Link State Operation – Exclusive Explanation
Link state is the most used routing protocol; therefore, the link state operation is essential for networking students. In this article, we are discussing the link state operation. Link State Routing protocols reduce broadcast traffic as they do not send periodic updates. It also does not send entire routing tables with each broadcast.
Link state only exchanges entire routing tables during initialization. After initialization, routing updates are only multicast when a change occurs. It also sends only the change in the update, not the entire routing table. The changes in the topology are flooded immediately and computed in parallel. If no changes occur, they do not generate any periodic updates.
The event-triggered updates improve network convergence time because on the event required, the router sends an update message right away. An event such as a new link installation or an existing link failing or removed triggers the link-state update when link-state changes occur.
The link-state protocols support VLSM, which enables routers to recognize and forward traffic to subnets within a network. The link-state updates also include the subnet mask, which allows a router to identify the exact subnet to forward traffic.
All Link State protocols build and maintain three types of tables called databases: The Adjacency database, the Link State database, and the Forwarding database. To maintain routing information, OSPF routers do the following generic link-state operation to achieve a state of convergence:
Establish Neighbor Adjacencies
All OSPF-enabled routers must establish Neighbor Adjacencies and relationships with one another.

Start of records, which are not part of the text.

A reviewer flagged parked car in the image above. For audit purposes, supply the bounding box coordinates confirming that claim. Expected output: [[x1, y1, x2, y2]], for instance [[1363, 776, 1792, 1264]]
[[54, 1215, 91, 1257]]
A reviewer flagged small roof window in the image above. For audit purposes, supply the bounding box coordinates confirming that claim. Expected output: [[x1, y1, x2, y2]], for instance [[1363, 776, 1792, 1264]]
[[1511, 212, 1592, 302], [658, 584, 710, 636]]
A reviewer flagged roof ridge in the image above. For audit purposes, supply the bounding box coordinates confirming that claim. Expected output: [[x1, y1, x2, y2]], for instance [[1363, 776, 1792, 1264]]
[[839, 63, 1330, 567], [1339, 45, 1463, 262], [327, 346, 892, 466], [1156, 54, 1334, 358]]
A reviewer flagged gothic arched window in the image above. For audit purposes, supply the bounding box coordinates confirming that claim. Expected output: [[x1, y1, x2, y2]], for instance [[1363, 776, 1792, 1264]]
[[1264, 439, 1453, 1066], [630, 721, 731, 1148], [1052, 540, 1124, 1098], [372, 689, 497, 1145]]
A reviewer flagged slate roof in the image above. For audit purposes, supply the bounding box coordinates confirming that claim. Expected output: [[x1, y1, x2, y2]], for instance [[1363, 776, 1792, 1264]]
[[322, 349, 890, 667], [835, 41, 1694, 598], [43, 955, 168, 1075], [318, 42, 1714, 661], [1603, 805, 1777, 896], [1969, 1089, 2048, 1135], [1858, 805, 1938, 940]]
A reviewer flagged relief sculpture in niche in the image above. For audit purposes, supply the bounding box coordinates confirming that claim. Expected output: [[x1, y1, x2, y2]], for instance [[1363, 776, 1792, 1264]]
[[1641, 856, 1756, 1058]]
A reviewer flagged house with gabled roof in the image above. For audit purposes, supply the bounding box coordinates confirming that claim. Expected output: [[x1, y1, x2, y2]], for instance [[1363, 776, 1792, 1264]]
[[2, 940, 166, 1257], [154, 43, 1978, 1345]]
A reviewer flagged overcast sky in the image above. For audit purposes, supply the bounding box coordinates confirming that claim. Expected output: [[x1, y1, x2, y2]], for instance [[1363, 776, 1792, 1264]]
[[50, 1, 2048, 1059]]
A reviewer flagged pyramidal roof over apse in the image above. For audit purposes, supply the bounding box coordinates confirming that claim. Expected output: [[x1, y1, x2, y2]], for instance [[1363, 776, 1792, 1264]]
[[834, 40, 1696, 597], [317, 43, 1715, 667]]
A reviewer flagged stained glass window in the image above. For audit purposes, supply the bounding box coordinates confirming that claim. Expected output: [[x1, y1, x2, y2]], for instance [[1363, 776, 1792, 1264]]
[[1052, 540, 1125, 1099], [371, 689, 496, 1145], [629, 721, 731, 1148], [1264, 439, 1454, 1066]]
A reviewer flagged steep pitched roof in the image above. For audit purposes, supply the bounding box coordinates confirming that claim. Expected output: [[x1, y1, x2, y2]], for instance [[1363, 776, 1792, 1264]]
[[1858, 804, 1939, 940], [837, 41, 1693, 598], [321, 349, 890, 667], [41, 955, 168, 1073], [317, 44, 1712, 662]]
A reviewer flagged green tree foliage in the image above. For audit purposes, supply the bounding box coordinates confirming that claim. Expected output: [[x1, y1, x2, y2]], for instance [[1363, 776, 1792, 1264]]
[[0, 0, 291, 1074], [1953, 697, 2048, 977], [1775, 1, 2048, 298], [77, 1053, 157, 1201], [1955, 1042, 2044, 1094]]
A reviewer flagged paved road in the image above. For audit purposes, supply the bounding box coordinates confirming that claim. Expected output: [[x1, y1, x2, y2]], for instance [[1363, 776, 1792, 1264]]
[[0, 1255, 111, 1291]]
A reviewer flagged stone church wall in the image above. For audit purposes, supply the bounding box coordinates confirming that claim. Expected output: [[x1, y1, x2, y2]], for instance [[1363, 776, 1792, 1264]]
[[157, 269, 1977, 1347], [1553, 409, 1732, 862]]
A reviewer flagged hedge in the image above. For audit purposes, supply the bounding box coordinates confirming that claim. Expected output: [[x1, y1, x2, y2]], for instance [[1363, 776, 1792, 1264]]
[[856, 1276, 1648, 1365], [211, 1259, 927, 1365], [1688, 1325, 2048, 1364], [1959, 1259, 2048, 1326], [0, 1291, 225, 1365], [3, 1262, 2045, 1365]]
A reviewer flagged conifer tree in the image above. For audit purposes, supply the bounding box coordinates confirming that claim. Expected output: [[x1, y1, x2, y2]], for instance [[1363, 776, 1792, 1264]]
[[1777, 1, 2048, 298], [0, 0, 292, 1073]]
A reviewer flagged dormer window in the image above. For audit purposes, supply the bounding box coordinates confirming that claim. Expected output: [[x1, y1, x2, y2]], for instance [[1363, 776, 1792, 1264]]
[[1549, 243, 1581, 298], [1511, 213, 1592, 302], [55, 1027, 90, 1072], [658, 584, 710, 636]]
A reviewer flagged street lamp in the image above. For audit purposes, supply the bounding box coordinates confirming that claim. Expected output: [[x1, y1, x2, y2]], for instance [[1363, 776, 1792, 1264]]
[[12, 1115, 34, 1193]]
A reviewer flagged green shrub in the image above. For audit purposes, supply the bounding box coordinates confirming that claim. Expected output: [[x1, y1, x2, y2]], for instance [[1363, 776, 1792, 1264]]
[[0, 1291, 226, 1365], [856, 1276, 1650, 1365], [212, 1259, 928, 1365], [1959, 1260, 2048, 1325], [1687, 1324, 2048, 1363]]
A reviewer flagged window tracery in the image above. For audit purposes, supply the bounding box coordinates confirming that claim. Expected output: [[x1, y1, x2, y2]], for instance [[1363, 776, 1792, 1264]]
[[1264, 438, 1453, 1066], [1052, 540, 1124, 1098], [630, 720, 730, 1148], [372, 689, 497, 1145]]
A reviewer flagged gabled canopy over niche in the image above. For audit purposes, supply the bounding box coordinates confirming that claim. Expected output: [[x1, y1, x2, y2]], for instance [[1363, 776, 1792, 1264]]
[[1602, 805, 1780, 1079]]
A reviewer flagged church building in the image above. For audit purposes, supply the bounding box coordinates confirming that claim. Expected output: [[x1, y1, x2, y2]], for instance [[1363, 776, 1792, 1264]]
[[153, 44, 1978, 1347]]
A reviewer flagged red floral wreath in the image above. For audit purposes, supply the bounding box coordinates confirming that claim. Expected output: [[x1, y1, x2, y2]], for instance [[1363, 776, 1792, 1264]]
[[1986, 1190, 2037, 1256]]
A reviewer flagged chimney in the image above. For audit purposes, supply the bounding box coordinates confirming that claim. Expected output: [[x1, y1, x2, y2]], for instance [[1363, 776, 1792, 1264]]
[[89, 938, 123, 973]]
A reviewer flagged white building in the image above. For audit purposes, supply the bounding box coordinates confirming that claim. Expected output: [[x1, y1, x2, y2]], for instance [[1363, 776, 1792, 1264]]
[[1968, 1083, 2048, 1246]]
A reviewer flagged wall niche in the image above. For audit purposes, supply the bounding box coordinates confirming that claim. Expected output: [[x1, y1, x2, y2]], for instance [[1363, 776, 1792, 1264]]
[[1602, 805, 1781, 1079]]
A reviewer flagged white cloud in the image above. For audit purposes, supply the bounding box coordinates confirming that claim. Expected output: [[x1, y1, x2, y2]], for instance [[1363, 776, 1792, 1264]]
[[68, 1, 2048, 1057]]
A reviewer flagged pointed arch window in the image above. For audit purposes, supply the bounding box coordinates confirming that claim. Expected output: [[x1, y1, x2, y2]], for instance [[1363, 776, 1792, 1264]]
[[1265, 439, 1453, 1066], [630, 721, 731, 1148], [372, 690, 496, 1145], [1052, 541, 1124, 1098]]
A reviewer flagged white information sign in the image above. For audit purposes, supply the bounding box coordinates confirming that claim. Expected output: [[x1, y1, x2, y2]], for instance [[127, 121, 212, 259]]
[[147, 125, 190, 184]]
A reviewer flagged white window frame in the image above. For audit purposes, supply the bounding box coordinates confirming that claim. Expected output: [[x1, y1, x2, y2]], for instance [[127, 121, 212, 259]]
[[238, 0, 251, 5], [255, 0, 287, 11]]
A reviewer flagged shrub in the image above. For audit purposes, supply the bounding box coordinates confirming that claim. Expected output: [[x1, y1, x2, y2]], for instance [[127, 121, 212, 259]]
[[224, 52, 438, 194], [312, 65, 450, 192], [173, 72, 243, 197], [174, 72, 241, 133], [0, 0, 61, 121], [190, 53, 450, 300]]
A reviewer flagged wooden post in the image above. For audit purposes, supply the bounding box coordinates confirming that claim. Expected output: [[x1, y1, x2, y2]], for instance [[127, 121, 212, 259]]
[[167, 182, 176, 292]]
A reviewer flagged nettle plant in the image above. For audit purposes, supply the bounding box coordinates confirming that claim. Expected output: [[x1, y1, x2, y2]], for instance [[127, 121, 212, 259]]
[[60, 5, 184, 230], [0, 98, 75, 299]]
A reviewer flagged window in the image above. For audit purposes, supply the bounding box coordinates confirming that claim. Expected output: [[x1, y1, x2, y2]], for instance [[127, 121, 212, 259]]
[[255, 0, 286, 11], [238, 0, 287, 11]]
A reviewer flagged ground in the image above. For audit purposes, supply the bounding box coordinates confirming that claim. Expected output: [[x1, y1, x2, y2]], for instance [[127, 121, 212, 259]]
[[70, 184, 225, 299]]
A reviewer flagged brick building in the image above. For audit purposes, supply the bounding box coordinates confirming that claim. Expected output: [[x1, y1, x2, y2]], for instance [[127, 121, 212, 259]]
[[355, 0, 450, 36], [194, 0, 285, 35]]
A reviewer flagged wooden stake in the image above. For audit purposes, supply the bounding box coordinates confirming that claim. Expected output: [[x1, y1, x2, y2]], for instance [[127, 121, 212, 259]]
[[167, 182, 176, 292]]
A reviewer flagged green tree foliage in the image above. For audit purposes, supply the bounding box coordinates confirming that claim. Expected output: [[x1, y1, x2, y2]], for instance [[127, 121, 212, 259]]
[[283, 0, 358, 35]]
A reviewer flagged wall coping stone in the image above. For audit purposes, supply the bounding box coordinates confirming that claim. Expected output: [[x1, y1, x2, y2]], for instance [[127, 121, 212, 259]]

The OSPF-enabled routers must recognize each other on the network before sharing information. Adjacent routers establish this relationship using the exchange of hello packets.
OSPF enables routers to send hello packets to all OSPF enabled interfaces, as shown in the figure below. The routers build the adjacency table using these hello packets. Within hello messages packets, routers announce themselves and also identify directly connected links and the state of these links.
Exchange of LSAs
Once the adjacency relationship is completed, the routers exchange link-state advertisements (LSAs). LSAs contain the router’s state and the cost of each directly connected link. Each router floods its LSA to adjacent neighbors.
The adjacent neighbours which receive the LSA, immediately flood the LSA to other directly connected neighbours without any changes, the process is continued until all routers in the area received all routers LSA. The figure below illustrates the exchange of LSAs
Building a Link state database (LSDB)
After exchanging LSAs, each router builds a topology table or link-state database (LSDB) and places itself in the root position. This database holds all information about the network’s topology.
SPF Tree
After building a Link State database on all the routers, the routing protocol executes the SPF Algorithm (Dijkstra’s algorithm). The SPF algorithm creates the SPF tree for each router based on LSDB. The SPF tree includes each possible path to the destination with its cost. The figure below illustrates the SPF tree.
Forwarding Database
From the SPF tree, the best paths are inserted into the routing table, also known as the forwarding database, and the router makes routing decisions based on entries in the routing table.